Esse é o primeiro quadro da série “respondendo protestantes”, onde eu pego os comentários de um protestante xingando a Igreja Católica e respondo ponto a ponto. Antes de prosseguir, é de bom tom pedir de antemão o perdão dos leitores por eventuais comentários ácidos que podem vir a serem proferidos ao tratar de determinados temas, já que é um quadro mais informal, e também pedir perdão por eventuais comentários grosseiros que eu eventualmente possa trazer para discutir sobre, a partir de uma visão apologética prática.

O convidado de hoje eu vi neste vídeo, e é um sujeito que se autodenomina “Merson Apologética” que comentou de forma áspera um vídeo onde uma garota fala sobre sua experiência religiosa pessoal de conversão. Sem entrar em detalhes sobre o testemunho de fé da garota, já que não vem ao caso, vamos ver o que ele tem a dizer:

Quero fazer uma pergunta para todos os Católicos que dizem ter entendido o Protestantismo como confissão de Fé e tornou - se católicos Romanos.
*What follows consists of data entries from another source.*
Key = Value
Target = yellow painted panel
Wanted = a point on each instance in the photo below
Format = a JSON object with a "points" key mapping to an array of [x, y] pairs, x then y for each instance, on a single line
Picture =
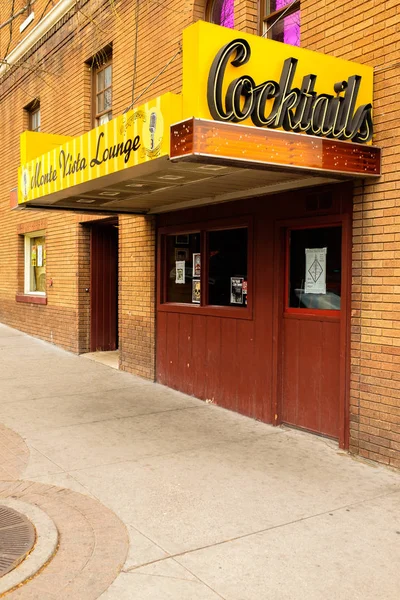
{"points": [[138, 136], [34, 143], [203, 41]]}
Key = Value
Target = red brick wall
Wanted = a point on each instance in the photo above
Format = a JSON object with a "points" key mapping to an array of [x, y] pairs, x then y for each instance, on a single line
{"points": [[367, 31]]}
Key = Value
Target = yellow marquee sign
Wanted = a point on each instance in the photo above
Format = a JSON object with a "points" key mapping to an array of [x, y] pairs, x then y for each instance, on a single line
{"points": [[228, 76], [140, 135]]}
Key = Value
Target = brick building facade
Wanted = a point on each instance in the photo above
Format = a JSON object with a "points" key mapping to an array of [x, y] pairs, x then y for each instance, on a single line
{"points": [[58, 70]]}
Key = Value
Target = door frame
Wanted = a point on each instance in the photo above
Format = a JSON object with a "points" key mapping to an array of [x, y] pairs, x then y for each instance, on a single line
{"points": [[280, 236], [100, 224]]}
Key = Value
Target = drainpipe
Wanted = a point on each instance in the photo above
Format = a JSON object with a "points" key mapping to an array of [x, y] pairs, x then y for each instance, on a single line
{"points": [[52, 17]]}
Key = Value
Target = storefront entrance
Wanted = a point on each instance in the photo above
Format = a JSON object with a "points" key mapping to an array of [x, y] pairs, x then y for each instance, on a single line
{"points": [[311, 320], [104, 286], [253, 306]]}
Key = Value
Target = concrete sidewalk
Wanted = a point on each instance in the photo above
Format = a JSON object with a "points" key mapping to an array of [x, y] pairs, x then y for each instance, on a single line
{"points": [[216, 505]]}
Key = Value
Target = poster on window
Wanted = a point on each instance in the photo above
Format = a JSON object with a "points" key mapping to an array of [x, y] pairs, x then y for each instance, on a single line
{"points": [[40, 255], [196, 291], [33, 255], [245, 292], [196, 264], [237, 290], [182, 254], [180, 271], [315, 276]]}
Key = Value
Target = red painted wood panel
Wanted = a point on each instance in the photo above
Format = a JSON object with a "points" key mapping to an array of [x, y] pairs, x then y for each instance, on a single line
{"points": [[257, 366], [311, 367], [104, 288]]}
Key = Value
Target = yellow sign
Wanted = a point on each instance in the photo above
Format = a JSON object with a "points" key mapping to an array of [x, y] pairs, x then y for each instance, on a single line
{"points": [[139, 136], [228, 76], [236, 77]]}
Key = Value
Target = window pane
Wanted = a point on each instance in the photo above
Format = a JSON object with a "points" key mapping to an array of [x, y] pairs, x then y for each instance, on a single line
{"points": [[227, 275], [222, 13], [107, 99], [287, 29], [100, 81], [37, 262], [35, 120], [100, 103], [107, 76], [183, 268], [104, 118], [315, 268]]}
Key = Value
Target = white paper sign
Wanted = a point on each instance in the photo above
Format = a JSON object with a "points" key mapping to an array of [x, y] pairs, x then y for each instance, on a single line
{"points": [[40, 256], [315, 279], [180, 271]]}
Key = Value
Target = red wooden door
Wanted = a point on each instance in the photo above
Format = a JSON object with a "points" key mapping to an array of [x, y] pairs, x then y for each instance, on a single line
{"points": [[311, 329], [104, 288]]}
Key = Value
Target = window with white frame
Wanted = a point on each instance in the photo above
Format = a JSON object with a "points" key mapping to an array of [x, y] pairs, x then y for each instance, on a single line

Como pode um católico ser salvo, pelo Cristo da revelação, sendo que a sua fé não depende absolutamente de Crer em Cristo? Para ter uma fé Católica, Romana, precisa crer como dogma que o Papa é o sucessor de Cristo na terra e infalível no seu excathedra; precisa crer que Maria é medianeira  e Mãe do Jesus Divino sendo que ela gerou o Jesus humano, porque o Jesus Divino já existia antes da fundação do mundo. Então, respeitosamente, quero afirmar que a confissão de fé Católica Romana não é fundamentada na Verdade, porque somente Jesus é o mediador entre Deus e os pecadores, somente Jesus é o Homem infalível, somente com minha fé absolutamente Nele não entrarei em condenação. O Jesus Divino tem um Pai Eterno e não uma mãe serva de Deus, porém pecadora. Abraços 🤝

Como ele fez perguntas a todos os católicos, me sinto no direito de o responder como eu bem desejar, certo? Então, ignorando a dificuldade que um “mestre da apologética” tem em utilizar corretamente vírgulas e espaços (que é notável ao analisar a postagem original ao invés das citações do texto abaixo), decidi me debruçar sobre o argumento deste e discutir cada afirmação de forma  separada, para que seja possível descobrirmos se esta é a refutação final e absoluta ao catolicismo romano ou se é simplesmente uma série de comentários maldosos a respeito da fé católica.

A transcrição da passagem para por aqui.